The test for determining whether something is intangible or tangible seems to focus on what is the object or essence of the sale. In Bullock v. Statistical Tabulating Corp., 549 S.W. 2d 166 (Tex. 1977) (att. 2L), the Supreme Court of Texas stated that [t]he basic question here is what is being sold?” Id. at 168. “If the object or the essence of the sale is not tangible personal property but intangible property than the transaction is not taxable under any definition of 'sale.' Id. see, e.g., Mark O. Haroldsen, Inc. v. State Tax Comm'n. 805 P.2d 176 (Utah 1990) (att. 2K); 91 A.L.R. 3d 282 (att. 3E).

 

In Haroldsen, the court held that the actual thing bargained for was printed mailing lists, not the service which provided them. Haroldsen, 805 P.2d at 181-82 (att. 2K). However, in Bullock, the court held that the object of the bargain was not the printed information, but “intangible property”; i.e., the “purchase of coded or processed data” (italics omitted). Bullock, 549 S.W. 2d at 168 (att. 2L,).

 

Under this test, the fee for use of the patent is a sale or lease of an “intangible,” and therefore not taxable as a sale of tangible property.

 

The fine line that the courts had to walk in the above cases is not a source of controversy in this case. XXXXX's lease contains both a fee for tangible property (the base rental fee for the machine) and a fee for intangible property (the production fee for use of the patent). These two fees easily separate the charge for tangible property, which is taxable, and the fee for intangible property, which is not.

 

Because the production fee is in fact a royalty or other intangible, we feel that it is not subject to Utah sales and use tax, for the Tax Code is only applicable to sales and leases of tangible property. Utah Const. att.

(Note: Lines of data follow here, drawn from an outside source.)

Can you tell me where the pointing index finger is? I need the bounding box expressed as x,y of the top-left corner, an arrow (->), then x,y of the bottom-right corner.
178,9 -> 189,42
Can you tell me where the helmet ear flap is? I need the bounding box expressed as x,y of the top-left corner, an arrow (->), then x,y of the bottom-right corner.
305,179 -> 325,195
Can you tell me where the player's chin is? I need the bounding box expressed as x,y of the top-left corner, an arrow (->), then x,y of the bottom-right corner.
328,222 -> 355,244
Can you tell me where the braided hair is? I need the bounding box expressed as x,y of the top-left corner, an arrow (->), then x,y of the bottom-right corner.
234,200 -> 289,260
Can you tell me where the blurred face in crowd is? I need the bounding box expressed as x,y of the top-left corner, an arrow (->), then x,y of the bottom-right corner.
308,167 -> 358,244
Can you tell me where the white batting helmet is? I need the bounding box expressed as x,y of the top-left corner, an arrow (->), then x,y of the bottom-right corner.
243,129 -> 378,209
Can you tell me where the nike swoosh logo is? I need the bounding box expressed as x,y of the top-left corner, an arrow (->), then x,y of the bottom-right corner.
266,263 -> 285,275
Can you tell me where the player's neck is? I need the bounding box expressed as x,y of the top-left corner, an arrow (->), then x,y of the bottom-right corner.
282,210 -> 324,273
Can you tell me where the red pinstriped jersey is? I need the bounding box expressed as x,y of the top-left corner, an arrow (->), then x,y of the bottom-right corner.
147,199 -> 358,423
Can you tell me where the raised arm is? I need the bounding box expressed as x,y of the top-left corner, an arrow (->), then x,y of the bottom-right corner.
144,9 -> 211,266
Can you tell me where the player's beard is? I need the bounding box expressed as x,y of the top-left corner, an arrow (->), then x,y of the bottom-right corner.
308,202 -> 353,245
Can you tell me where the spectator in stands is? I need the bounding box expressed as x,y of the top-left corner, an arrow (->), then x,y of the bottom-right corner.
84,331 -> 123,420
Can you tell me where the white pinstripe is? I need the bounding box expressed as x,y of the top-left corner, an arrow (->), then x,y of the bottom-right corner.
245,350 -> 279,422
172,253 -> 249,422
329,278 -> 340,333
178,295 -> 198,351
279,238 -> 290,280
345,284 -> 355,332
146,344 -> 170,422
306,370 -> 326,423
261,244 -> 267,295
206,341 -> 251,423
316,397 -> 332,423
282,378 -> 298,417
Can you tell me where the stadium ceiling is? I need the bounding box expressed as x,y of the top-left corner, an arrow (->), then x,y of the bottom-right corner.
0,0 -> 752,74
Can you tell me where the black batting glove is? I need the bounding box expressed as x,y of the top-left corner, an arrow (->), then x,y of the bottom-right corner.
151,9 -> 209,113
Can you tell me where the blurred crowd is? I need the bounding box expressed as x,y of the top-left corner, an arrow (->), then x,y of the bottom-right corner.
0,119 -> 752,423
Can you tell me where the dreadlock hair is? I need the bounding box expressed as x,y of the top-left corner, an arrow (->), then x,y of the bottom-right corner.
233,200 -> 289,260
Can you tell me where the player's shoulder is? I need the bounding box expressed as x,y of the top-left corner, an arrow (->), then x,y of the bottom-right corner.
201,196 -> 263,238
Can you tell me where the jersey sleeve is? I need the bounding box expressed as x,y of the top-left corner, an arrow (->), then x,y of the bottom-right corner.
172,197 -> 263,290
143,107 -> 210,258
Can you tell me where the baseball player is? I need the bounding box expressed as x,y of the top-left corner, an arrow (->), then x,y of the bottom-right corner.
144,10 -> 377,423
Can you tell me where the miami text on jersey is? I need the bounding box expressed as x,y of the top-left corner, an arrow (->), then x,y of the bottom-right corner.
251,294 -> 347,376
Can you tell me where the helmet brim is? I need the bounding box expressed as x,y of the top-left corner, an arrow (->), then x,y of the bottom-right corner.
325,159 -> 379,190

XIII 2(1) (att. 1C); Utah Tax Code § 59-12-103(1)(k) (att. 1A).

 

We would appreciate an advisory opinion on behalf of XXXXX confirming our view on this matter.

 

Sincerely,

 

XXXXX


MEMORANDUM

 

TO: XXXXX, Director

 

FROM: XXXXX, Secretary

 

DATE: XXXXX

 

SUBJECT: Request for Advisory Opinion - No. 93-014DJ

 

Attached is a request for an advisory opinion from XXXXX for XXXXX. Will you please review the request of XXXXX regarding the application of a production fee on a packaging machine.

 

Please prepare the response for signature by the Commission as per the guidelines established by them.

 

Thank you.


August 20, 1993

 

XXXXX

 

Re: Advisory Opinion - Sales Tax Applicability to “Production Fees” Associated with the Lease of a Packaging Machine

 

Dear XXXXX:

 

Your request (copy attached) for an advisory opinion as to whether sales or use tax applies to a “production fee” associated with a packaging machine lease was referred to the Auditing Division for their analysis.

 

The division's staff recommendation is as follows:

 

1. The production fee is an additional charge for use of the equipment to compensate the lessor for wear and tear as a result of varying production levels. The fee is part of the lease and subject to the tax.

 

Based upon the facts presented in your letter, we are in agreement with the Auditing Division's recommendations. Obviously, if there are deviations from these facts, this opinion may be negated.

 

If you do not agree with this determination, you may appeal to the Tax Commission for a formal hearing. The results of that hearing would constitute a declaratory judgment and be appealable to the Utah State Supreme Court. A Notice of Appeal Rights and a copy of the Utah Taxpayer Bill of Rights are attached.